Croquer la mort
Jean Claude Blanc
Croquer la mort
Croquer la mort, à pleines dents
C'est la vengeance des vivants
Suivre le cadavre, qui git devant
Ce qu'on se fait chier aux enterrements
Pompes funèbres, tout un métier
Faut arranger les amochés
Refaire binette aux trépassés
Dignes du boulevard des allongés
Il faut les pompes et le costard
L'air navré, pas trop bavard
La mine blême, de circonstance
Pour présenter condoléances
Au pavillon des zigouillés
On décortique toutes les plaies
Médecin légiste, peut trifouiller
Le décédé va pas broncher
Toute ma vie, caché, discret
De faire le mort, suis habitué
Ne venez pas me charcuter
J'ai ma petite bière, mon urne sacrée
C'est un boulot, pas mal payé
On dit, l'argent n'a pas d'odeur
Mais se farcir le macchabé
Est répugnante la saveur
Les VRP des endeuillés
Ce sont de jeunes et beaux garçons
A 4 épingles sont tirés
Du genre homo, tellement mignons
Pardonnez-moi, c'est pas très gai
Mais ma façon de mystifier
Ce qui m'attend, c'est le plumier
Ça sert à rien, de se stresser
« La mort, toujours recommencée » (Brassens)

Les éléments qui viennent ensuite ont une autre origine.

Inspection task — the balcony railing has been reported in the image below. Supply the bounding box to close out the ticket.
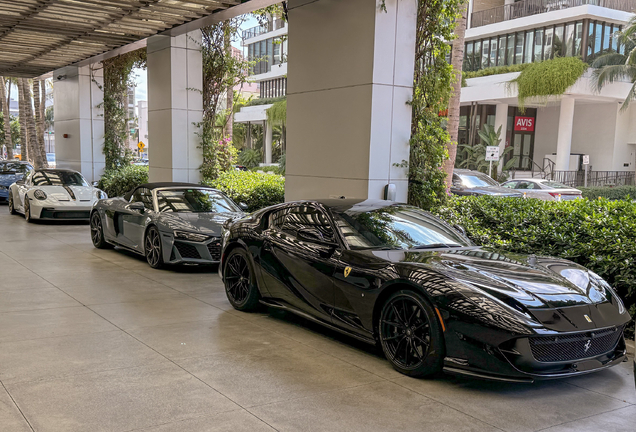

Croquer la mort, c'est pas donné
Pourtant en croquent les boutiquiers
C'est un commerce, qui marche bien
Pour eux la gloire, pour nous la fin
On nous ressasse les vertus
Du pauvre blaireau, qu'a disparu
Ça fait plaisir à la famille
Quant au héros, lui, il roupille
Qu'est-ce qui se passe, quand on est mort
Philosopher, n'est pas mon fort
A mes gamins, je leur récite
C'est un passage, qui passe pas vite
Croquer la mort n'est pas gourmand
Mais y'a toujours nouveaux clients
La profession ne chôme pas
Ses serviteurs, sont pas ingrats
Personne se plaint dans les mouroirs
A peine crevé, on te prélève
Un bout de rein, juste pour voir
Mais si tu bouges, faut qu'on t'achève
Il y a toujours des plus futés
Qui se suicident, sans commentaires
Les puits de sciences, bien attrapés
Hara-kiri, pas leur bréviaire
Cérémonial bien obligé
Le protocole est respecté
Le croque mort, c'est sa fonction
De simuler, les émotions
Dès que t'es mort, t'es reconnu
T'étais un Etre, comme on voit plus
Toujours gentil et valeureux
Finalement, tu meurs heureux
Service rapide, comme chez Mac Do
T'es assuré, pour ton caveau
De ton vivant, t'as tout prévu
Ton testament, et orémus
Croquer la mort, t'es consentant
Quand tu n'es plus, plus mal aux dents
Les pompes funèbres, cirent leurs godasses
Mais l'air de rien, de fric amassent
Parlez-moi plus de ces flatteurs
Qui nous font croire, à vie meilleure
Je me méfie de leurs hommages
En eux se cachent, anthropophages
Faites-moi cramer, sur mes bruyères
Paix à mon corps, réduit en cendres
Bons sentiments, et l'air tendre
Hypocrisie, vaines prières
JC Blanc novembre 2022 (pour en finir avec mes deuils)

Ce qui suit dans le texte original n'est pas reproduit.